La société Aloha, antiquaire spécialisé, la société Riondet, spécialiste du bijou ancien, et Madame [M] [Y], exerçant sous le nom commercial Picard Antiquités, ont chacune réservé un emplacement auprès de l’association Foire et Salons Internationaux de [Localité 6].
Dans la nuit du 28 au 29 mars 2015, les trois exposants ont été victimes d’un vol avec effraction commis sur leurs stands respectifs, ayant donné lieu à l’ouverture d’une information judiciaire.
Par actes d’huissier du 29 mars 2017, la SARL Aloha, la SARL Riondet et Madame [M] [Y] ont fait assigner l’association Foire et Salons Internationaux de [Localité 6], l’assureur dommages de celle-ci, la SA Albingia, et la SARL Pégase Sécurité assurant le gardiennage de nuit, aux fins de voir engager leur responsabilité et obtenir réparation du préjudice subi.
Par acte d’huissier du 11 mai 2017, la SA Albingia a attrait à l’instance la Compagnie Allianz Iard, en sa qualité d’assureur de la société Pégase Sécurité, et la société AXA France, en sa qualité d’assureur responsabilité civile de l’association Foire et Salons Internationaux de [Localité 6].
L’association Foire et Salons Internationaux de [Localité 6] ayant fait l’objet d’une liquidation judiciaire selon jugement du 11 mars 2019, les demanderesses ont, par acte d’huissier du 4 octobre 2019, attrait le mandataire liquidateur, Maître [I] [V], à l’instance.
Ces procédures, du fait de leur connexité, ont été jointes.
Par jugement contradictoire du 17 septembre 2021, le tribunal judiciaire de Nancy a :
– débouté la SARL Pégase Sécurité de sa fin de non-recevoir tirée du défaut d’intérêt à agir,
– condamné la SARL Pégase Sécurité et la société Allianz Iard, in solidum, à payer à la société Riondet la somme de 89115,80 euros,
– condamné la SARL Pégase Sécurité et la société Allianz Iard, in solidum, à payer à Madame [Y] la somme de 5961,27 euros,
– condamné la SARL Pégase Sécurité et la société Allianz Iard, in solidum, à payer à la société Aloha la somme de 1150 euros,
– condamné la société Albingia à payer à la SARL Riondet la somme de 2850 euros,
– condamné in solidum la SARL Pégase Sécurité et la société Allianz Iard aux dépens, avec droit de recouvrement direct au profit de la SCP Gossin et Horber,
– condamné in solidum la SARL Pégase Sécurité et la société Allianz Iard à payer à la SARL Riondet, à Madame [Y] et à la SARL Aloha la somme de 2500 euros chacune, au titre des dispositions de l’article 700 du code de procédure civile,
– condamné la SARL Pégase Sécurité à payer la somme de 1500 euros à l’association Foire et Salons Internationaux de [Localité 6], prise en la personne de son mandataire liquidateur, Maître [I] [V], et ce au titre des dispositions de l’article 700 du code de procédure civile,
– débouté les parties de leurs demandes plus amples ou contraires,
– condamné in solidum la SARL Pégase Sécurité et la société Allianz Iard à garantir la SA Albingia des condamnations prononcées à son encontre,
– ordonné l’exécution provisoire du jugement.
Pour statuer ainsi, le tribunal a relevé que la responsabilité contractuelle de l’association Foire et Salons Internationaux de [Localité 6] ne pouvait être engagée, celle-ci ayant satisfait à son obligation de sécurité.
Il a dit que Madame [Y] et la SARL Aloha ne pouvaient prétendre à la garantie de son assureur dommage, la société Albingia, dès lors qu’elles n’avaient pas respecté les conditions particulières du contrat d’assurance, conditionnant la garantie au dépôt des articles dans un coffre-fort fermé à clef durant les heures de fermeture de la foire au public.
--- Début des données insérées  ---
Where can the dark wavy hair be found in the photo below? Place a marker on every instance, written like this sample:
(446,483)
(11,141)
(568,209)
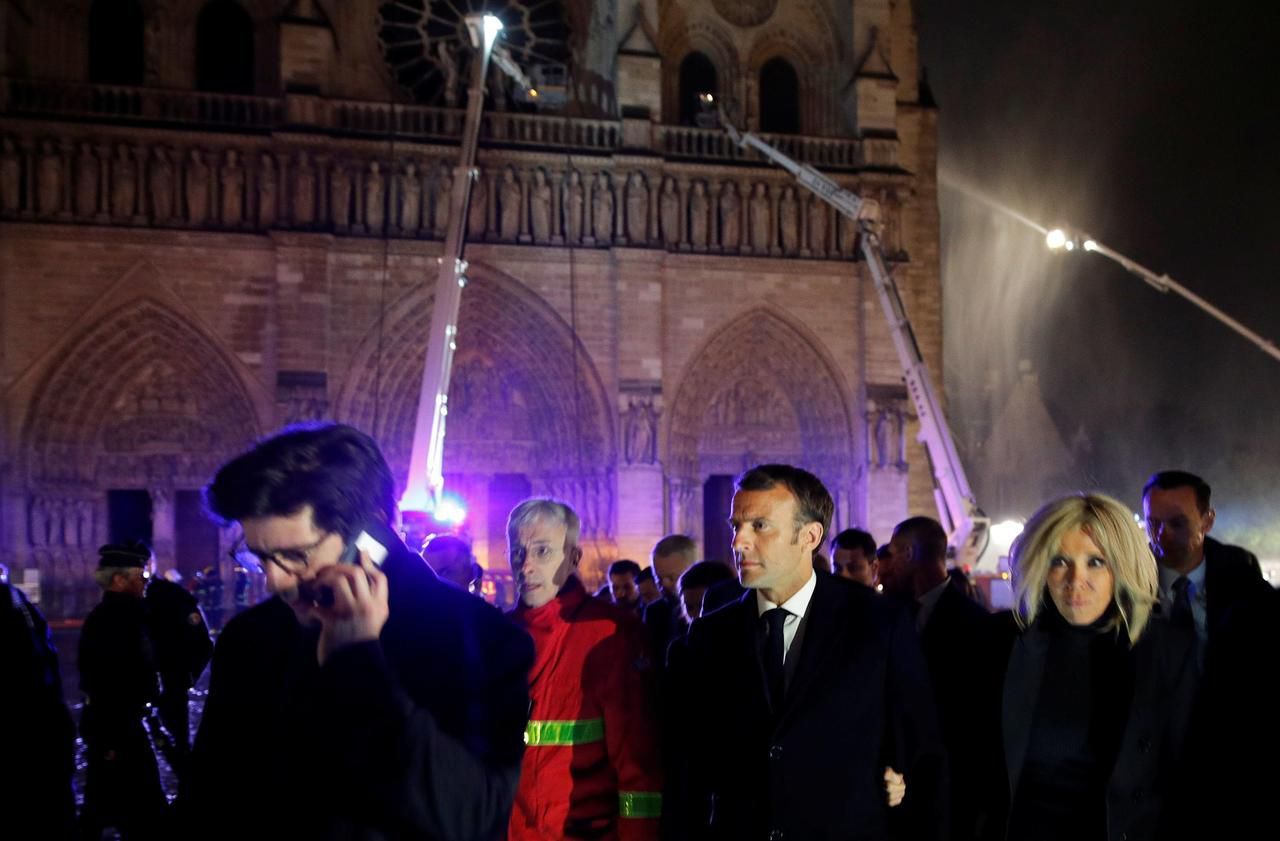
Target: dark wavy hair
(337,470)
(813,499)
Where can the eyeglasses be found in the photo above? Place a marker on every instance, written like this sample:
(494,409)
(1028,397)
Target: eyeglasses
(292,561)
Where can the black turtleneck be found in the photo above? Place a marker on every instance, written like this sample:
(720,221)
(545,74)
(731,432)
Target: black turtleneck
(1077,727)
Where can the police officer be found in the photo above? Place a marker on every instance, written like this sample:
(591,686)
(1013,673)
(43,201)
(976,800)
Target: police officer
(119,680)
(181,643)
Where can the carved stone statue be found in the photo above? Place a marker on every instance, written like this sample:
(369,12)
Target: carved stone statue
(730,216)
(233,188)
(374,190)
(339,192)
(50,179)
(639,428)
(268,191)
(668,213)
(575,208)
(197,187)
(304,191)
(759,219)
(699,206)
(478,213)
(86,181)
(540,206)
(408,195)
(508,199)
(161,183)
(638,210)
(817,225)
(848,229)
(789,220)
(10,177)
(443,196)
(602,209)
(124,183)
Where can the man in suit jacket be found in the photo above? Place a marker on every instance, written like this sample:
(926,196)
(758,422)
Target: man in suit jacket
(368,699)
(1201,580)
(800,693)
(952,629)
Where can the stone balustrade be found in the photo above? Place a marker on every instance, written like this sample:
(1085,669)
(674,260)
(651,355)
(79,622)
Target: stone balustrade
(684,201)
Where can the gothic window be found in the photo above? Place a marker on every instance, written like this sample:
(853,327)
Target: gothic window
(780,97)
(224,49)
(115,42)
(696,76)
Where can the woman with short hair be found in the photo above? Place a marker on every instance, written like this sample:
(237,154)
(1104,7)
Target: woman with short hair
(1096,693)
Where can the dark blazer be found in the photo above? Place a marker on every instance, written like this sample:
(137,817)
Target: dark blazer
(810,768)
(417,735)
(1150,769)
(1232,576)
(954,639)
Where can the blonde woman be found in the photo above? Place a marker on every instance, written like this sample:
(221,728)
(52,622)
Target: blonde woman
(1096,691)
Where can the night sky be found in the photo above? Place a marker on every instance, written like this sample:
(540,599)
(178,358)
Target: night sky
(1150,126)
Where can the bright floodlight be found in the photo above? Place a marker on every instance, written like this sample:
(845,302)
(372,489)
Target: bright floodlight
(449,512)
(1005,533)
(492,27)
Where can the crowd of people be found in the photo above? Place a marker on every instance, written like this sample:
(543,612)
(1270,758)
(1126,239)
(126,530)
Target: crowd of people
(821,686)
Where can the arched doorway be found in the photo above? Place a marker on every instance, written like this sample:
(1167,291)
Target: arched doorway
(525,406)
(760,389)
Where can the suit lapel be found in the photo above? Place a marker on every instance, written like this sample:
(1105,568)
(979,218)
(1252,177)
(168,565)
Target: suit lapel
(822,626)
(1022,690)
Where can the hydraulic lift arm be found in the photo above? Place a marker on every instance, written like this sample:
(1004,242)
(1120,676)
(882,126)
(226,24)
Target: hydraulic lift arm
(958,510)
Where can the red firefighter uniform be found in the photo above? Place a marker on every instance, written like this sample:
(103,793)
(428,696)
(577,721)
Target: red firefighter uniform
(592,767)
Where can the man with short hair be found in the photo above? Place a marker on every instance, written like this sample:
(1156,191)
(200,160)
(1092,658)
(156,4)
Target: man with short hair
(766,677)
(119,679)
(622,584)
(695,583)
(853,556)
(590,768)
(1201,580)
(366,699)
(451,558)
(952,627)
(648,586)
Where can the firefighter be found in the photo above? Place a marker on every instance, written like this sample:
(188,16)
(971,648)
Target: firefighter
(590,767)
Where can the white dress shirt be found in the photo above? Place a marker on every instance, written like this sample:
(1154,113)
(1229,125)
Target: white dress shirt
(795,607)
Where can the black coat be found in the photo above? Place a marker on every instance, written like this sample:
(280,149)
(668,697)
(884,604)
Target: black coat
(952,640)
(1150,772)
(417,735)
(1232,576)
(858,700)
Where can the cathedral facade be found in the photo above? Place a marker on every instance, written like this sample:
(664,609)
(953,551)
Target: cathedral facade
(222,216)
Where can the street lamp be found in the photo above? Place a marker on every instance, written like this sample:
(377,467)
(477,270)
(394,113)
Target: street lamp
(1066,240)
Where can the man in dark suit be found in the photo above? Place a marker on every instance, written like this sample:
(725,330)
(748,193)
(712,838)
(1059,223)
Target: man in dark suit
(368,699)
(952,629)
(801,693)
(1201,580)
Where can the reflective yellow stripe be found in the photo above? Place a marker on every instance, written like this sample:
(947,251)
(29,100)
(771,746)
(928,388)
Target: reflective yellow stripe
(563,732)
(640,804)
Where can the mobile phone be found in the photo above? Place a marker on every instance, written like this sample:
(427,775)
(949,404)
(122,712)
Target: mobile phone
(375,551)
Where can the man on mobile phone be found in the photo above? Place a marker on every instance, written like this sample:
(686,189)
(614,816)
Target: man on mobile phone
(366,699)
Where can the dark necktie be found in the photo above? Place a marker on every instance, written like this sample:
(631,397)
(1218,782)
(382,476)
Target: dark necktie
(775,673)
(1182,613)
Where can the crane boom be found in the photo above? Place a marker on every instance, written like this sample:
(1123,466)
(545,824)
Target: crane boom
(958,510)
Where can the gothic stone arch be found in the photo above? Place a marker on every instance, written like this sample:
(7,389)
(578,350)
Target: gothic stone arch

La société Riondet quant à elle ayant satisfait à cette obligation, le tribunal a condamné la société Albingia à la garantir dans la limite de 2850 euros, après déduction de la franchise.
Il a rejeté les demandes visant à obtenir la garantie de la société AXA France dès lors que la responsabilité de son assurée, l’association Foire et Salons Internationaux de [Localité 6], n’avait pas été retenue.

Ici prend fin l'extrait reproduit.